Still, any data-driven field that creates huge reference sets to scan is going to get an AI boost at some level. At this year’s ASCRS meeting, one glaucoma expert even speculated that since AI’s predictive algorithms are getting so good, it may one day put visual field testing out of business. Why muck around with all that subjective testing if structural imaging will get you answers that are as good or better?

In some ways, I actually hope AI’s benefits in glaucoma are still a few years away. You’ve surely heard (from me and countless others) that ODs are the only realistic solution to the delivery of glaucoma care in America. With far fewer ophthalmologists in practice and that profession’s high degree of subspecialization, there’s not nearly enough capacity in the MD ranks to serve millions of glaucoma patients in a way they need and deserve.

Optometry’s capacity in glaucoma is gaining steam—medication prescribing rights in all 50 states and SLT in 10 of them—but the profession is still held back by structural problems in insurance billing and patient access, as well as a reluctance among some to really dive into the messy work of full-scope glaucoma care. “The general tendency of ODs who manage glaucoma is to prescribe a prostaglandin analog, and if the patient needs escalation of therapy, they refer the patient to ophthalmology,” says Danica Marrelli, OD, this month in “Avoid These Common Glaucoma Mistakes” on page 64.

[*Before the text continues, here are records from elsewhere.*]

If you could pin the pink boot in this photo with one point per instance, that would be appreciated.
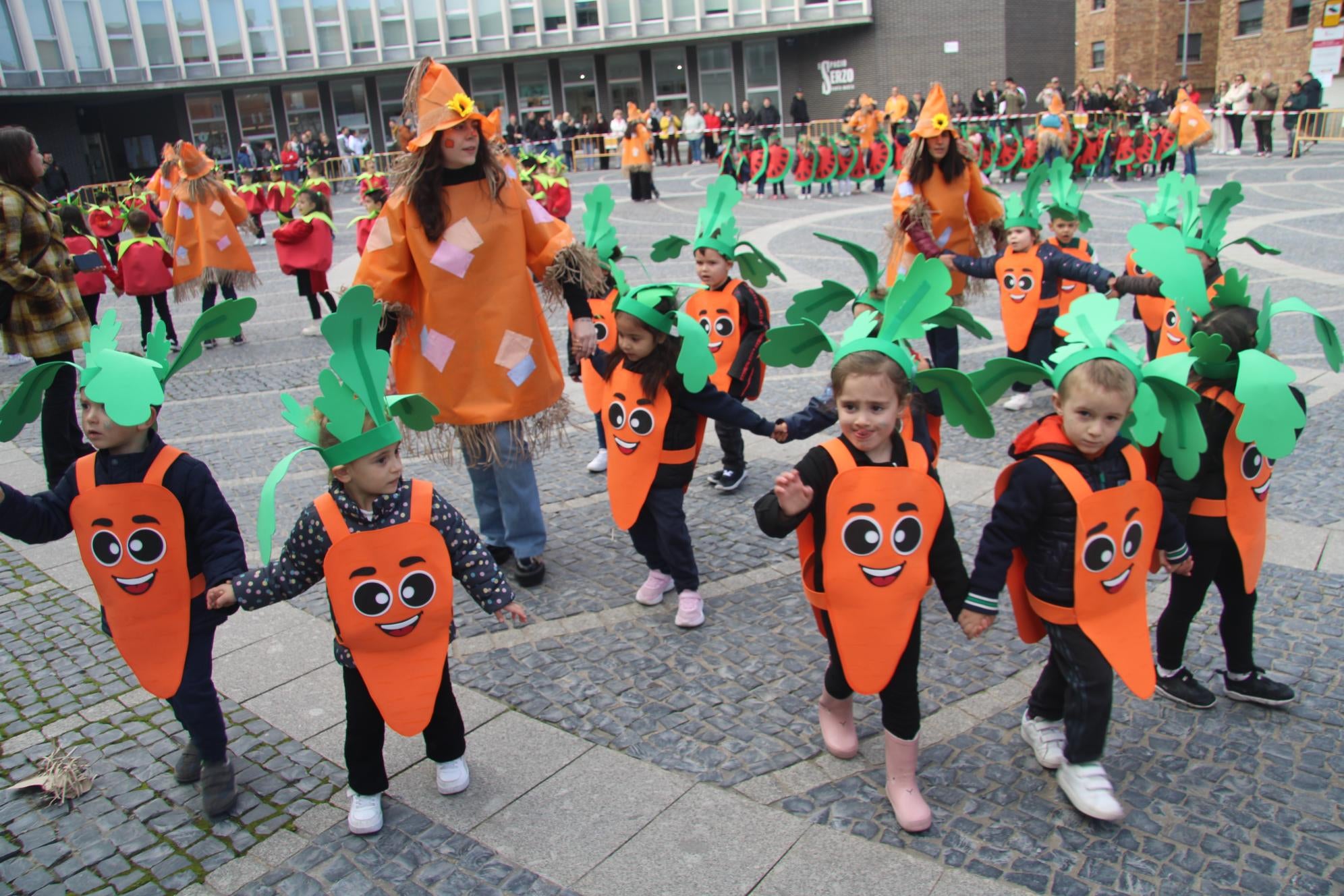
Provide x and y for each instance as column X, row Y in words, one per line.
column 838, row 731
column 902, row 790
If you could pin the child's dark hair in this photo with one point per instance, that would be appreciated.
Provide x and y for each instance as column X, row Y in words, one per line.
column 73, row 222
column 320, row 202
column 1237, row 324
column 870, row 364
column 139, row 222
column 659, row 364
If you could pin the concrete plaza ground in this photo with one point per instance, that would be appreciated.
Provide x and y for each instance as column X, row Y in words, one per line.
column 615, row 754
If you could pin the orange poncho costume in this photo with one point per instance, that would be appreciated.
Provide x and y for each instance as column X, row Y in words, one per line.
column 475, row 339
column 949, row 213
column 202, row 222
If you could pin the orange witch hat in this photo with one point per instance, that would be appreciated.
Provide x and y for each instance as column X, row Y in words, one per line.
column 441, row 104
column 934, row 117
column 194, row 163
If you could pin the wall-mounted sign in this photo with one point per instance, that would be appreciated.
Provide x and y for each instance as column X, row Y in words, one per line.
column 837, row 74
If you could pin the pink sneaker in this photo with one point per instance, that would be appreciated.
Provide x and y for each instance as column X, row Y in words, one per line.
column 690, row 610
column 651, row 593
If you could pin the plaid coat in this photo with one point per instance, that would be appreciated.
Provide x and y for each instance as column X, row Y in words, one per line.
column 47, row 316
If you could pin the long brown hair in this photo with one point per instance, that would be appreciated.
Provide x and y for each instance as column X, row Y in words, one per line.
column 420, row 173
column 15, row 147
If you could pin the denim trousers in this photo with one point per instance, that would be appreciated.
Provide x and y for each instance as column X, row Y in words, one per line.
column 507, row 500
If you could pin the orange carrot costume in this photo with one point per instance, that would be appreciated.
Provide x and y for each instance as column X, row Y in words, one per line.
column 948, row 214
column 475, row 340
column 202, row 222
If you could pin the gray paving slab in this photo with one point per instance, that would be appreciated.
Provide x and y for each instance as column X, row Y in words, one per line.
column 581, row 814
column 710, row 843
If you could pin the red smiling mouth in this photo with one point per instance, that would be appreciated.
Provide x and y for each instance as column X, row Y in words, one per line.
column 401, row 629
column 138, row 586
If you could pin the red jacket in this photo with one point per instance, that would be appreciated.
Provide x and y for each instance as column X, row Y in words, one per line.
column 104, row 223
column 306, row 245
column 146, row 267
column 92, row 283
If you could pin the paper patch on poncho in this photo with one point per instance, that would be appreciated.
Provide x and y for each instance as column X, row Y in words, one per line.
column 379, row 237
column 513, row 348
column 436, row 347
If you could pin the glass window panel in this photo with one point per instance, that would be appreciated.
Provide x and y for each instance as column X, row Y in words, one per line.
column 534, row 86
column 359, row 13
column 491, row 18
column 426, row 20
column 81, row 34
column 670, row 73
column 293, row 26
column 154, row 27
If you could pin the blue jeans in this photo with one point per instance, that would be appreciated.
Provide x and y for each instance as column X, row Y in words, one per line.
column 507, row 500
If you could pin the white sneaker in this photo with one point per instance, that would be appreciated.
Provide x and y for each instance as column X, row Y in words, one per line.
column 1089, row 790
column 690, row 610
column 452, row 777
column 366, row 814
column 1046, row 739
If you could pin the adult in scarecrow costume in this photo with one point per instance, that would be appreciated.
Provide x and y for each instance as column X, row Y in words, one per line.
column 457, row 250
column 941, row 204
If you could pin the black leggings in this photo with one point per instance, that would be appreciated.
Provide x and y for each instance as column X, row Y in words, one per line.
column 901, row 696
column 1215, row 563
column 445, row 737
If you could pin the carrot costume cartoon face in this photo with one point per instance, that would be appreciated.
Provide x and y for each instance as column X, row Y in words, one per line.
column 391, row 599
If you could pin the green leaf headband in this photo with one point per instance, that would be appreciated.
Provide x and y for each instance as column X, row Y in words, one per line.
column 1023, row 210
column 914, row 300
column 717, row 229
column 1066, row 200
column 1165, row 406
column 130, row 386
column 695, row 362
column 1165, row 208
column 352, row 390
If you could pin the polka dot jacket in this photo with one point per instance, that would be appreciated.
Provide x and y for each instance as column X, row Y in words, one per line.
column 300, row 563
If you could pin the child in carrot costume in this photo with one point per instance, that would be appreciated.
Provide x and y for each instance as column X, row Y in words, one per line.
column 1074, row 531
column 1252, row 416
column 390, row 584
column 1028, row 273
column 733, row 313
column 152, row 527
column 658, row 393
column 304, row 248
column 874, row 526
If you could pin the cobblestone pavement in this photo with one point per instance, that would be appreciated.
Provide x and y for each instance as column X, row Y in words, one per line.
column 710, row 733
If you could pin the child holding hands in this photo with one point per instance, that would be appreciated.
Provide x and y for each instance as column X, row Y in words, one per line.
column 389, row 550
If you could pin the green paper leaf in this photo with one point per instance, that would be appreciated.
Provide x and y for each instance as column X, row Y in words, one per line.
column 795, row 345
column 961, row 405
column 816, row 304
column 1272, row 416
column 24, row 403
column 669, row 248
column 999, row 374
column 695, row 362
column 960, row 317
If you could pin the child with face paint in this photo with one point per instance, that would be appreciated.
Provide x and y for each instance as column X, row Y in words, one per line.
column 1073, row 534
column 152, row 527
column 389, row 550
column 658, row 393
column 304, row 248
column 874, row 526
column 1030, row 273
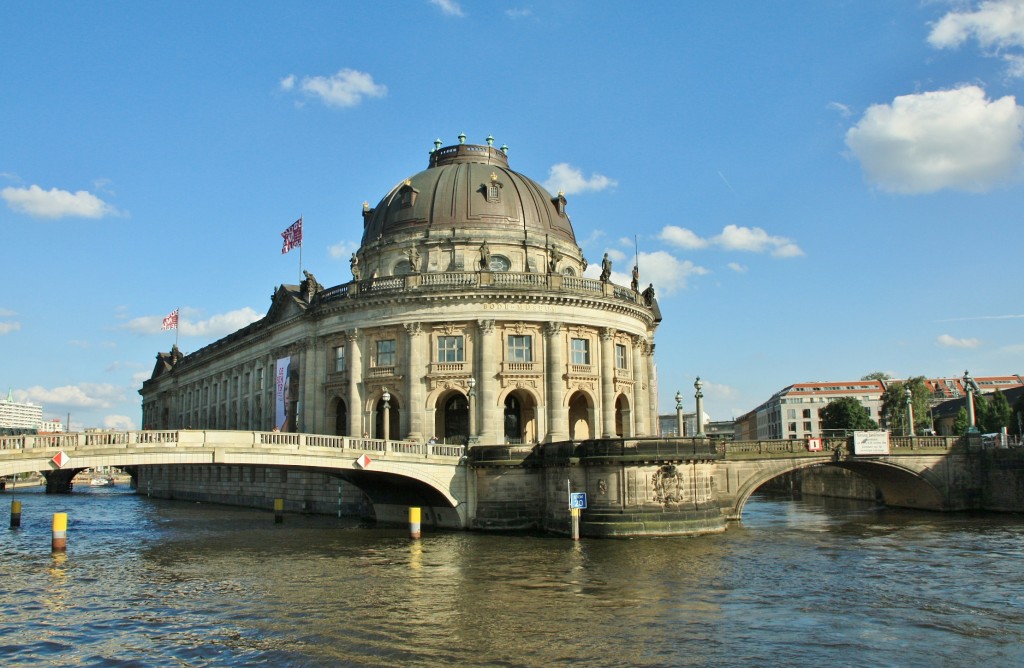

If optometrists tend to hit a wall in their uptake of glaucoma responsibilities—wherever that may be for each individual—I worry that handing them too many AI tools might blunt their ability to work through tricky clinical problems themselves and, in so doing, gain vital insights into the disease itself. I’m reminded of an allegory used nearly 20 years ago on ABC’s TV show Lost that has stuck with me ever since: how a moth must dig at its cocoon to break out of it and can only survive because that effort prepared it for the world. “Struggle is nature’s way of strengthening,” a mentor figure explains.

Our 29th annual glaucoma report targets dozens of areas where some ODs struggle to move beyond the fundamentals. If that’s you, we hope this issue helps you break out of that cocoon and emerge stronger than ever. You’ll have to put it into practice—no article can give you everything you need—but once you know the disease better than any AI ever could, you’ll be able to use diagnostic technology as tool instead of a crutch.